# Canon service centre misbehaving



## billubakra (Apr 6, 2019)

Hi Guys,

A friend of mine has lodged complaint of his canon printer. It was routed to the service centre but they are asking for 1000+gst visiting charges and that too to be sent via paytm. Is their any email address of the concerned in Canon India? The phone support isn't doing anything from the past 1 week.

Thanks


----------



## whitestar_999 (Apr 6, 2019)

Contact & Support Information - Canon India

Try the feedback option.


----------



## billubakra (Apr 6, 2019)

whitestar_999 said:


> Contact & Support Information - Canon India
> 
> Try the feedback option.



No help there.
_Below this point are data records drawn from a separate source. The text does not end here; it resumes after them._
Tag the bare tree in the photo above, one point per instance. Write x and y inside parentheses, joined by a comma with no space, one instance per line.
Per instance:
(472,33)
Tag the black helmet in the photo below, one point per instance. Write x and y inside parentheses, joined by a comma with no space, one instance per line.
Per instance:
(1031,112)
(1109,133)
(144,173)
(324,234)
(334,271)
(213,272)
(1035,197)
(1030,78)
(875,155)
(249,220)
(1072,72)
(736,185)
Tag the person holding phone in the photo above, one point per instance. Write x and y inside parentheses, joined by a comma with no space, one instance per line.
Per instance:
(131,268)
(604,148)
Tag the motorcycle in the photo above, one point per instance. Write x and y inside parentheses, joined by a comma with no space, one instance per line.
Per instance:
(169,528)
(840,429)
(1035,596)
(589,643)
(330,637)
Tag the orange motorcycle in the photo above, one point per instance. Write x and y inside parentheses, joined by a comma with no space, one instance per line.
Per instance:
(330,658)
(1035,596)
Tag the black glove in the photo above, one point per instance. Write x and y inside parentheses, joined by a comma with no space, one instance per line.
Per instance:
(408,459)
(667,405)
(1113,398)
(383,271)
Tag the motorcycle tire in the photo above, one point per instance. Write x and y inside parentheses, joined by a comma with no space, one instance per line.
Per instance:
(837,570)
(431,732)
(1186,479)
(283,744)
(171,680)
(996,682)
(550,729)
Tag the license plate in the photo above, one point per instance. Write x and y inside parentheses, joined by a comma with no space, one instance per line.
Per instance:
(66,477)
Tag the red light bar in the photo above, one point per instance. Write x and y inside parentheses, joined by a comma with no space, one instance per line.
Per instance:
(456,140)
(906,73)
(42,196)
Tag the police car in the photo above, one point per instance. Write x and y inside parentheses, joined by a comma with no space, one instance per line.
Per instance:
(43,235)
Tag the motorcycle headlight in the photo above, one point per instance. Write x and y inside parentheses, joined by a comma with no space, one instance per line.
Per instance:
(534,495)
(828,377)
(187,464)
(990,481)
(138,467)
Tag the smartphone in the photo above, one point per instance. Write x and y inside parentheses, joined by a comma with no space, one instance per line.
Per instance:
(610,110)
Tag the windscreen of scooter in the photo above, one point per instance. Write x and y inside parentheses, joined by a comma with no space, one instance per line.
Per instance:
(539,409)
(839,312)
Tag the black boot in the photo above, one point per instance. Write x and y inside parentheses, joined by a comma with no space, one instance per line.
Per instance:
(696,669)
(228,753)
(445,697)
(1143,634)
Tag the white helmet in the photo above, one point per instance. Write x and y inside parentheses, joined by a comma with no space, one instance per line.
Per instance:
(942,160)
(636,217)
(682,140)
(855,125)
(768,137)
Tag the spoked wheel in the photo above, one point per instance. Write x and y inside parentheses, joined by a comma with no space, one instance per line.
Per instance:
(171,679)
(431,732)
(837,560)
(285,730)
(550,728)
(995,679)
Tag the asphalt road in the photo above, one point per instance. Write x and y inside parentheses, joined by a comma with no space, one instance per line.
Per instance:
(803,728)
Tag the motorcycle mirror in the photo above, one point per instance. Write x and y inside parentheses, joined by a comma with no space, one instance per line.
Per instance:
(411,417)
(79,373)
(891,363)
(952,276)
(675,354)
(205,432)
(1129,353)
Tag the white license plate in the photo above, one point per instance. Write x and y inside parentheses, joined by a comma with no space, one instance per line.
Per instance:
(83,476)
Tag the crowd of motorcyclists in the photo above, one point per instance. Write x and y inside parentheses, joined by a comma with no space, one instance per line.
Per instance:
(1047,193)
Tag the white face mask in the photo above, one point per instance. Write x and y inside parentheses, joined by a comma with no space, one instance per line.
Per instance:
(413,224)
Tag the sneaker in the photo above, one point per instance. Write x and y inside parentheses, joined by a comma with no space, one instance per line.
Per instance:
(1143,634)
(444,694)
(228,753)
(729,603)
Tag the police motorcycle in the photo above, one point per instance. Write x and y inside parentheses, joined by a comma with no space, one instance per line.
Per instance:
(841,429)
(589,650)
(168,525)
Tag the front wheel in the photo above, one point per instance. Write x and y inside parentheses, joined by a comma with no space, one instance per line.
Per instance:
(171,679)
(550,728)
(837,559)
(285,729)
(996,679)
Need email addresses.


----------



## whitestar_999 (Apr 6, 2019)

Didn't see any email address there,try social media(fb/twitter).


----------



## billubakra (Apr 8, 2019)

whitestar_999 said:


> Didn't see any email address there,try social media(fb/twitter).


yadachi@cusa.canon.com
reviewfeedback@cits.canon.com
Let's see.


----------



## Zangetsu (Apr 8, 2019)

@billubakra : Why they are asking PayTm payment ?  Paytm is generally used to create Fraud transactions and has many stories of fraud/scam.

I had a very Bad experience with Canon. So, I decided to not buy any Canon product.

_I bought Canon printer in 2012 and it died under warranty so its motherboard was replaced by Canon technician and it worked good for next 6 months and then again the replaced motherboard died and as it was out-of-warranty so Canon executive asked me to pay 1500 (replacement mobo) + 400 (service charge) = Rs 1900. 
And it was in 2013 when GST was not in place. And today the price would have increased._


----------



## billubakra (Apr 13, 2019)

Zangetsu said:


> @billubakra : Why they are asking PayTm payment ?  Paytm is generally used to create Fraud transactions and has many stories of fraud/scam.
> 
> I had a very Bad experience with Canon. So, I decided to not buy any Canon product.
> 
> ...



Asking for money via paytm was doubtful. Anyways the email did the trick, they will visit next week foc.


----------